= Charles Alfred Anderson =

American geologist (1902–1990)

Charles Alfred "Andy" Anderson (June 6, 1902 – January 9, 1990) was an American geologist and petrographer whose research focused on ore deposits, volcanic geology, and Precambrian terranes. He served as chief geologist of the United States Geological Survey (USGS) from 1959 to 1964.

==Early life and education==

Anderson was born in Bloomington, California. He graduated from Pomona College in 1924 with a degree in geology and received his Ph.D. from the University of California, Berkeley in 1928. His doctoral work examined copper deposits in Plumas County, California.

==Academic career==

Following completion of his doctorate, Anderson joined the faculty of the University of California, Berkeley, where he taught for fourteen years and attained the rank of associate professor by 1942. His early research concentrated on volcanic rocks of northern California, including studies of the Tuscan Formation, Glass Mountain, Lassen Volcanic National Park, and related volcanic breccias.

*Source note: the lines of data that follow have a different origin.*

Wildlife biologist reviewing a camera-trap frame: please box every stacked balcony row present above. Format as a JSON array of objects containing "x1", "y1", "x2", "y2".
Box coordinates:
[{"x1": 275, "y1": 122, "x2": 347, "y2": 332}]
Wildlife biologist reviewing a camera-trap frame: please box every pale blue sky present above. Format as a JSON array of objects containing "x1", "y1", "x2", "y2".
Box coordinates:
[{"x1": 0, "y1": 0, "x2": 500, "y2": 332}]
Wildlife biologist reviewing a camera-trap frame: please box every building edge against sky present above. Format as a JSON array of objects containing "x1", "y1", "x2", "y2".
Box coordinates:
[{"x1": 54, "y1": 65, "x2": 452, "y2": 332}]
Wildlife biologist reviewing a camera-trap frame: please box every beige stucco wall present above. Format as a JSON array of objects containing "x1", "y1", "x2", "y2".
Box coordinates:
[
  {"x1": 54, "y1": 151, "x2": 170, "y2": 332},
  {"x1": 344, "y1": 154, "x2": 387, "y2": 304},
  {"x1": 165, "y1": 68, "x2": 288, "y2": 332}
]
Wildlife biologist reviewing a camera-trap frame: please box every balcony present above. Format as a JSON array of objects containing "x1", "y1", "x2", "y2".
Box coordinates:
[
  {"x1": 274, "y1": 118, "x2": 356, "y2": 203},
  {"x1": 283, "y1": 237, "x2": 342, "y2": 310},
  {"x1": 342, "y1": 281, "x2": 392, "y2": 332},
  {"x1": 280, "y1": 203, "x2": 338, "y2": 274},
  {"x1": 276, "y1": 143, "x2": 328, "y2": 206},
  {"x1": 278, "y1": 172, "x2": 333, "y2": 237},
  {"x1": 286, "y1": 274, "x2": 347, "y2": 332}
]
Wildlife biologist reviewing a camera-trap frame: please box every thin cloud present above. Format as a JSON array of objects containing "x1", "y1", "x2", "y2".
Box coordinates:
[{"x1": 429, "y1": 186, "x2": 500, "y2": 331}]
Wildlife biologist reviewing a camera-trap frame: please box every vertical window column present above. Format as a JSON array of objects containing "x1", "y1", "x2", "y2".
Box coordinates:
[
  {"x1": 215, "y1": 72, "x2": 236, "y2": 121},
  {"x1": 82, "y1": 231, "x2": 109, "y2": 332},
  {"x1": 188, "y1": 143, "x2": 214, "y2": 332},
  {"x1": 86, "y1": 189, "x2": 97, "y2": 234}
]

==United States Geological Survey==

In 1942, during World War II, Anderson joined the USGS Strategic Minerals Program. His early assignments included studies of molybdenum deposits and detailed investigations of the porphyry copper deposit at Bagdad, Arizona. He later conducted extensive research on the massive sulfide deposits at Jerome, Arizona, contributing to broader syntheses of the Precambrian geology of central Arizona.

In 1952 he became assistant chief of the USGS Mineral Deposits Branch and in 1953 was appointed chief of that branch. In 1959 he was appointed chief geologist of the Survey’s Geologic Division, serving until 1964. During his tenure he supported the development of isotope geology, marine geology, and lunar research programs within the Survey.

After completing his term as chief geologist, Anderson returned to field research in Arizona and later worked in Menlo Park, California. He retired from the USGS in 1972.

==Honors and legacy==

Anderson was elected to the American Academy of Arts and Sciences in 1956 and to the National Academy of Sciences in 1957. He served as vice president (1959) and president (1968) of the Society of Economic Geologists and was awarded its Penrose Medal in 1974. Pomona College awarded him an honorary doctorate in 1960.

The uranium carbonate mineral andersonite, first identified at Jerome, Arizona, was named in his honor in recognition of his contributions to mineral resource geology.

Anderson died on January 9, 1990, in Pomona, California, of Alzheimer’s disease.